DAT210x - Programming with Python for DS

Module6- Lab2


In [ ]:
import pandas as pd

import matplotlib.pyplot as plt
from sklearn import svm

The dataset used in this lab comes from https://archive.ics.uci.edu/ml/datasets/Optical+Recognition+of+Handwritten+Digits

At face value, this looks like an easy lab, but it has many parts to it, so prepare yourself by reading through it fully before starting.

Convenience Functions


In [ ]:
def load(path_train, path_test):
    # Load up the data.
    
    # You probably could have written this easily:
    with open(path_test, 'r')  as f: testing  = pd.read_csv(f)
    with open(path_train, 'r') as f: training = pd.read_csv(f)

    # The number of samples between training and testing can vary
    # But the number of features better remain the same!
    n_features = testing.shape[1]

    X_test  = testing.ix[:,:n_features-1]
    X_train = training.ix[:,:n_features-1]
    y_test  = testing.ix[:,n_features-1:].values.ravel()
    y_train = training.ix[:,n_features-1:].values.ravel()

    # Special:
    # ...
    
    return X_train, X_test, y_train, y_test

In [ ]:
def peekData(X_train):
    # The 'targets' or labels are stored in y. The 'samples' or data is stored in X
    print("Peeking your data...")
    fig = plt.figure()
    fig.set_tight_layout(True)

    cnt = 0
    for col in range(5):
        for row in range(10):
            plt.subplot(5, 10, cnt + 1)
            plt.imshow(X_train.ix[cnt,:].reshape(8,8), cmap=plt.cm.gray_r, interpolation='nearest')
            plt.axis('off')
            cnt += 1
            
    plt.show()

In [ ]:
def drawPredictions(X_train, X_test, y_train, y_test):
    fig = plt.figure()
    fig.set_tight_layout(True)
    
    # Make some guesses
    y_guess = model.predict(X_test)

    # INFO: This is the second lab we're demonstrating how to
    # do multi-plots using matplot lab. In the next assignment(s),
    # it'll be your responsibility to use this and assignment #1
    # as tutorials to add in the plotting code yourself!
    num_rows = 10
    num_cols = 5

    index = 0
    for col in range(num_cols):
        for row in range(num_rows):
            plt.subplot(num_cols, num_rows, index + 1)

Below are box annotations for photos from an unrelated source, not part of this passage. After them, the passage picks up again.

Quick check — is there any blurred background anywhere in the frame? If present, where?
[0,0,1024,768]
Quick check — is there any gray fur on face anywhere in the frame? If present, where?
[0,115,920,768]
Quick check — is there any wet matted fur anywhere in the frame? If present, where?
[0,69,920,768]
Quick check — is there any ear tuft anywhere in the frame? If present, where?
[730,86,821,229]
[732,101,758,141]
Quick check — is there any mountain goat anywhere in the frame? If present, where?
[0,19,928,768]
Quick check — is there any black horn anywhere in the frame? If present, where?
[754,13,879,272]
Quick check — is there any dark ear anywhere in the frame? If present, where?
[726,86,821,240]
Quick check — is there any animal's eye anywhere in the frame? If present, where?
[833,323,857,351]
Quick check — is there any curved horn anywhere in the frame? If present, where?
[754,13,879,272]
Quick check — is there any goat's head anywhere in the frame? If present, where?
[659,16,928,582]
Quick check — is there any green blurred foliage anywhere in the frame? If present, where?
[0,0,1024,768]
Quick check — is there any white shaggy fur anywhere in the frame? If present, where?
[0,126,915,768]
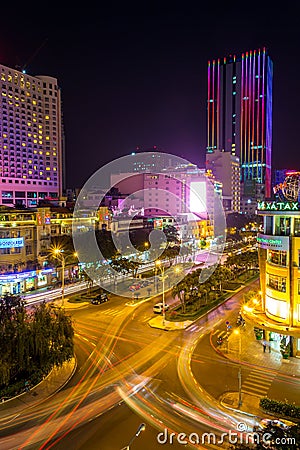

            # 8x8 is the size of the image, 64 pixels
            plt.imshow(X_test.ix[index,:].reshape(8,8), cmap=plt.cm.gray_r, interpolation='nearest')

            # Green = Guessed right
            # Red = Fail!
            fontcolor = 'g' if y_test[index] == y_guess[index] else 'r'
            plt.title('Label: %i' % y_guess[index], fontsize=6, color=fontcolor)
            plt.axis('off')
            index += 1
    plt.show()

The Assignment


In [ ]:
# TODO: Pass in the file paths to the .tra and the .tes files:
X_train, X_test, y_train, y_test = load('', '')

Get to know your data. It seems its already well organized in [n_samples, n_features] form. Your dataset looks like (4389, 784). Also your labels are already shaped as [n_samples].


In [ ]:
peekData(X_train)

Create an SVC classifier. Leave C=1, but set gamma to 0.001 and set the kernel to linear. Then train the model on the training data and labels:


In [ ]:
print("Training SVC Classifier...")

# .. your code here ..

Calculate the score of your SVC against the testing data:


In [ ]:
print("Scoring SVC Classifier...")

# .. your code here ..
print("Score:\n", score)

In [ ]:
# Let's get some visual confirmation of accuracy:
drawPredictions(X_train, X_test, y_train, y_test)

Print out the TRUE value of the 1000th digit in the test set. By TRUE value, we mean, the actual provided, ground-truth label for that sample:


In [ ]:
# .. your code here ..

print("1000th test label: ", true_1000th_test_value)

Predict the value of the 1000th digit in the test set. Was your model's prediction correct? If you get a warning on your predict line, look at the notes from the previous module's labs.


In [ ]:
# .. your code here ..

print("1000th test prediction: ", guess_1000th_test_value)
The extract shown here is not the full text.